Jun 21 2021
Spiders can walk on different types of surfaces, like walking straight up and even upside-down across, but how precisely they do this is not known.
Scanning Electron Microscopy (SEM) image of the bases of pretarsal (i.e, on the lowest part of the leg) adhesive hairs. (A) On the left are the hair shafts of the adhesive hairs closest to the exoskeleton. At their insertion, the hair shaft becomes thinner and a stopper-like structure on the exoskeleton meets and attaches to it. (b) Further magnification of the same region: the asterisk marks the pivot point where hairs can bend upwards.

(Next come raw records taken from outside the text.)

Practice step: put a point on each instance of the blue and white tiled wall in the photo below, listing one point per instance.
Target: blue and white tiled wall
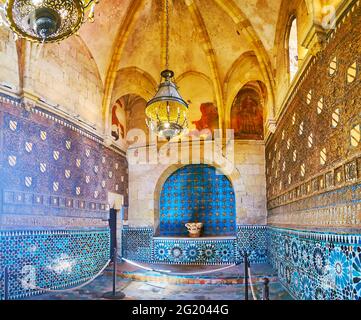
(197, 193)
(50, 259)
(311, 265)
(140, 245)
(316, 265)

Distal vs. proximal here means away from vs. towards the claw on the tip of the leg. Image Credit: B Poerschke, SN Gorb and F Schaber.
Analyzing this aspect could pave the way for producing bio-inspired, powerful, yet reversible adhesives. For several decades, scientists have been working to get a better understanding of spiders’ feet.
Now, a new study, published in the Frontiers in Mechanical Engineering journal, has demonstrated for the first time that the characteristics of the hair-like structures that form the adhesive feet of Cupiennius salei — the wandering spider — are more variable than previously believed.
When we started the experiments, we expected to find a specific angle of best adhesion and similar adhesive properties for all of the individual attachment hairs. But surprisingly, the adhesion forces largely differed between the individual hairs, e.g. one hair adhered best at a low angle with the substrate while the other one performed best close to perpendicular.
Dr Clemens Schaber, Study Group Leader, University of Kiel
The feet of Cupiennius salei are composed of around 2,400 tiny hairs or “'setae” (one-hundredth of one millimeter thick). Schaber and his co-workers Bastian Poerschke and Stanislav Gorb, obtained a sample of these hairs and then determined how well they adhere to a range of smooth and rough surfaces, which also include glass. The team investigated the performance of these hairs at various contact angles.
Different Types of Hair Work Together
Surprisingly, each hair displayed special adhesive properties. When observed under a powerful microscope, the researchers found that each hair showed previously unrecognized and clearly different structural arrangements. According to the researchers, this variety could be key to understand how spiders are able to climb many types of surfaces.
The new study focused only on a small number of the thousands of hairs on each foot because the resources were too limited to study them all. However, the team believes that not all hairs are unique and that there is a possibility of finding clusters or repeating patterns instead.
Bioinspired Applications Possible
Although it is still very difficult to fabricate nanostructures like those of the spider – and especially to achieve the stability and reliability of the natural materials — our findings can further optimize existing models for reversible and residue-free artificial adhesives. The principle of different shapes and alignments of adhesive contacts as found in the spider attachment system can improve the attachment ability of bioinspired materials to a broad range of substrates with different properties.
Dr Clemens Schaber, Study Group Leader, the University of Kiel in Germany
Journal Reference:
Poerschke, B., et al. (2021) Adhesion of Individual Attachment Setae of the Spider Cupiennius salei to Substrates With Different Roughness and Surface Energy. Frontiers in Mechanical Engineering. doi.org/10.3389/fmech.2021.702297.